BERKELEY – The weather was picture perfect for most of Labor Day weekend and beaches in the township were well patrolled with some new faces – and some old friends.
It was a difficult weekend for the members of the township beach patrol following the tragedy of when lightning struck an aluminum lifeguard stand during a sudden storm on August 30, killing 19-year-old Keith Pinto.
His funeral was held on September 4 and was attended by friends and family – including many of his fellow lifeguards.
Berkeley Township Recreation Department Director Mark Dykoff said that with the locals attending the funeral, other lifeguards stepped in from other towns to fill in.
Tom Kushner was among those who helped out. He normally serves as an Island Beach State Park lifeguard. He previously served with the Berkeley Township squad and said he was happy to return and assist in the effort during Labor Day weekend.
Xaiver Moran of the Cape May Beach Patrol and Branden Saccio, a guard at IBSP, were also recruited for the shortfall.

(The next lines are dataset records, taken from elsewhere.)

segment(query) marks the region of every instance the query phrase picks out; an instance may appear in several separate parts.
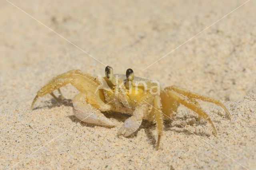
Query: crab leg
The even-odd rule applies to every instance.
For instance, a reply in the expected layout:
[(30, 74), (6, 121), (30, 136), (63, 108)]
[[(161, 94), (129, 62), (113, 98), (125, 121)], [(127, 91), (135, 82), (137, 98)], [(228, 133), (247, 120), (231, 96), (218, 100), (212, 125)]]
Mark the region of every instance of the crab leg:
[(115, 126), (100, 111), (86, 103), (87, 96), (84, 93), (76, 95), (72, 100), (73, 112), (79, 120), (84, 122), (100, 126)]
[(135, 132), (141, 125), (144, 113), (148, 110), (146, 104), (137, 106), (132, 113), (132, 115), (126, 119), (124, 124), (117, 133), (117, 135), (123, 135), (127, 137)]
[(175, 86), (166, 87), (165, 88), (165, 89), (172, 90), (180, 94), (182, 94), (188, 97), (188, 98), (190, 99), (195, 98), (196, 99), (199, 99), (204, 102), (212, 103), (218, 105), (224, 109), (226, 113), (228, 115), (230, 118), (231, 118), (231, 117), (230, 114), (229, 113), (228, 110), (226, 107), (225, 107), (225, 106), (219, 100), (216, 100), (213, 98), (202, 95), (201, 94), (198, 94), (198, 93), (194, 93), (183, 88)]
[(216, 129), (212, 121), (212, 120), (210, 117), (209, 117), (207, 114), (204, 111), (190, 101), (186, 100), (180, 94), (173, 90), (171, 90), (168, 91), (168, 94), (170, 96), (171, 96), (171, 97), (175, 99), (178, 103), (180, 103), (181, 104), (184, 105), (185, 106), (194, 111), (198, 114), (198, 115), (207, 120), (212, 125), (215, 135), (217, 135)]
[(156, 122), (156, 127), (157, 128), (158, 139), (156, 147), (156, 149), (157, 150), (160, 144), (160, 139), (162, 135), (163, 129), (163, 118), (162, 114), (160, 110), (161, 110), (161, 99), (158, 96), (156, 96), (154, 99), (154, 107), (153, 107), (153, 115), (155, 115), (155, 119)]

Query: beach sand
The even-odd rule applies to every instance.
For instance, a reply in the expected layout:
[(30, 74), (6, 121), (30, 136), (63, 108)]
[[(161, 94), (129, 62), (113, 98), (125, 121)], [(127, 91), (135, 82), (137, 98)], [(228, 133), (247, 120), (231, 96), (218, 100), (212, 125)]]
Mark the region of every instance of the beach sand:
[[(19, 9), (1, 1), (0, 169), (256, 169), (256, 2), (215, 23), (245, 2), (10, 1)], [(106, 114), (112, 128), (79, 123), (70, 102), (49, 95), (30, 110), (53, 77), (74, 69), (103, 76), (104, 64), (220, 100), (232, 119), (202, 103), (215, 137), (181, 106), (157, 151), (151, 122), (125, 138), (116, 133), (126, 115)], [(61, 90), (67, 99), (78, 93)]]

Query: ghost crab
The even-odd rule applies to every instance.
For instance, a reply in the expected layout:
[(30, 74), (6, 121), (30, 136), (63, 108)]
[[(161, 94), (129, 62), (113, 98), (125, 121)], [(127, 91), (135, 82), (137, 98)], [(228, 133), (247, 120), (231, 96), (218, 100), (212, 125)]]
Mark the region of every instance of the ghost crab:
[(215, 135), (215, 127), (207, 114), (196, 99), (212, 103), (222, 107), (230, 118), (230, 115), (219, 101), (191, 92), (176, 86), (161, 89), (157, 82), (135, 77), (130, 68), (126, 75), (114, 74), (113, 69), (107, 66), (106, 76), (94, 77), (76, 70), (69, 71), (53, 78), (38, 92), (31, 105), (33, 109), (36, 100), (47, 94), (59, 101), (53, 93), (60, 88), (70, 83), (80, 92), (72, 100), (74, 115), (81, 121), (96, 125), (114, 127), (115, 125), (101, 111), (115, 111), (132, 115), (124, 122), (118, 135), (128, 137), (140, 126), (142, 119), (154, 122), (158, 134), (156, 147), (158, 148), (162, 134), (163, 120), (170, 118), (177, 111), (180, 104), (184, 105), (202, 117), (212, 125)]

“We heard what happened here and our organization is very strong so we all pitched in,” Saccio said. DJ Draus, a lifeguard from Belmar, took a day’s shift as well.
“It was pretty busy where we were this summer. Everyone wanted to get outside again. We are definitely a tourist destination,” Moran added.

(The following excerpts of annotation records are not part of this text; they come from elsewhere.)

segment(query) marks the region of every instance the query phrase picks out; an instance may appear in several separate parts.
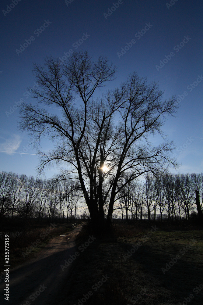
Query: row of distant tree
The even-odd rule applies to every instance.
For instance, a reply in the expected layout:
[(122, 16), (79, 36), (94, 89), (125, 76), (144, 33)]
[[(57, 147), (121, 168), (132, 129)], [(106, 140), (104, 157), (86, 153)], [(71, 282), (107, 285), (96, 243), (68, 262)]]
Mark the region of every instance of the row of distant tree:
[(158, 216), (162, 221), (163, 217), (170, 220), (189, 219), (197, 213), (195, 191), (200, 199), (201, 213), (203, 210), (202, 173), (156, 177), (148, 174), (145, 183), (128, 180), (127, 175), (120, 182), (128, 181), (118, 194), (114, 211), (117, 217), (155, 220)]
[[(126, 183), (126, 182), (127, 182)], [(121, 185), (124, 187), (121, 188)], [(158, 177), (149, 174), (145, 181), (130, 181), (124, 175), (117, 186), (115, 218), (154, 220), (189, 219), (197, 211), (195, 191), (203, 210), (203, 173)], [(0, 173), (0, 218), (75, 219), (84, 202), (79, 185), (72, 179), (42, 179), (9, 172)], [(105, 214), (108, 203), (104, 205)], [(86, 216), (88, 217), (87, 212)], [(82, 214), (85, 217), (85, 213)]]
[(74, 179), (42, 179), (12, 172), (0, 173), (0, 219), (75, 218), (80, 197)]

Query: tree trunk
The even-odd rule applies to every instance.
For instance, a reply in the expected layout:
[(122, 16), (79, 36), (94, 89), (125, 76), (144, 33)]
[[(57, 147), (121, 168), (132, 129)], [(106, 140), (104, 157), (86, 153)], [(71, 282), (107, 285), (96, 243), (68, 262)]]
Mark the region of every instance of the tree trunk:
[(196, 200), (196, 204), (197, 209), (198, 213), (198, 217), (200, 222), (203, 223), (203, 214), (201, 208), (200, 203), (199, 200), (199, 193), (198, 191), (195, 190), (195, 199)]

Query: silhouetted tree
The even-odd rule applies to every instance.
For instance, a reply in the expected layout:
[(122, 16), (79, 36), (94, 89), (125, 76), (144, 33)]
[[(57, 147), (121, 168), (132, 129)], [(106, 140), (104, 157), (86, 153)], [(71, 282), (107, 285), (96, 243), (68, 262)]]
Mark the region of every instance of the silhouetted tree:
[[(114, 79), (115, 67), (103, 56), (92, 61), (82, 51), (68, 60), (62, 64), (51, 57), (43, 66), (34, 64), (39, 86), (31, 91), (39, 103), (22, 104), (19, 126), (36, 143), (43, 136), (54, 142), (54, 148), (47, 153), (39, 150), (43, 156), (39, 170), (52, 162), (66, 163), (63, 174), (79, 179), (93, 228), (101, 231), (105, 205), (106, 227), (110, 228), (117, 185), (124, 173), (130, 173), (130, 181), (176, 166), (170, 154), (173, 143), (154, 146), (149, 137), (162, 135), (166, 117), (175, 112), (176, 99), (163, 100), (157, 83), (148, 84), (146, 78), (135, 73), (120, 87), (95, 98), (97, 89)], [(44, 106), (61, 111), (53, 114)]]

“Dominic Fraulo (of Bayville) was a rookie here last year and he moved over to Island Beach State Park this year,” Dykoff said. “ISBSP is lending him to us for the weekend.”
This summer has been an unusual one for South Seaside Park so far as attendance went. “Our dailies are way down. I’m not sure about our seasonals. Last year we had to limit our dailies to 50 per beach. We are dictated by Island Beach State Park. Last year they reduced their attendance and consequently what happened was we got their overflow,” Dykoff said.
He added that “we operate three stands with two (lifeguards) each and we normally man with 16 lifeguards per season.”
Trevor Good, who was originally from Bayville and who now lives in Delaware, was another former Berkeley lifeguard who came to help.
“Trevor helped us get everything organized yesterday morning when our captain and others were at the funeral and he really took charge and helped us out,” Dykoff added.
Pitching in for the weekend was a bit bittersweet, Good said, given the circumstances. He had trained with Keith Pinto.
“Coming back to help was the least I could do. It was a way to help in a small way,” Good said. “He was a good kid. A fantastic guy from a good family. It was tragic all the way around. Once you are a guard you are one for life. We have some who haven’t been guards in five years but they came back to help for this specific weekend which was really a nice thing I think.”
“It has always been a very close-knit family here compared to other beaches and that is why I think we came back to show our support this weekend,” he added.
Good said, “it is a beautiful thing to see all these other guards from Cape May and Belmar, Long Branch and IBSP. The support they showed was awesome.”
Fellow lifeguard Steve Swenson sat beside Good watching the waves and those swimming in them that morning. He noted, “it is heart breaking and a bittersweet thing but it goes to show you how deep the roots are for lifeguarding in New Jersey. Everybody comes out to support one another. We really do have each other’s backs.
“This is a huge tragedy for the community a huge tragedy for such a young life to be lost but I’m proud to come here and help and do what I can to assist these guys in the last days of the summer and represent Belmar,” he said.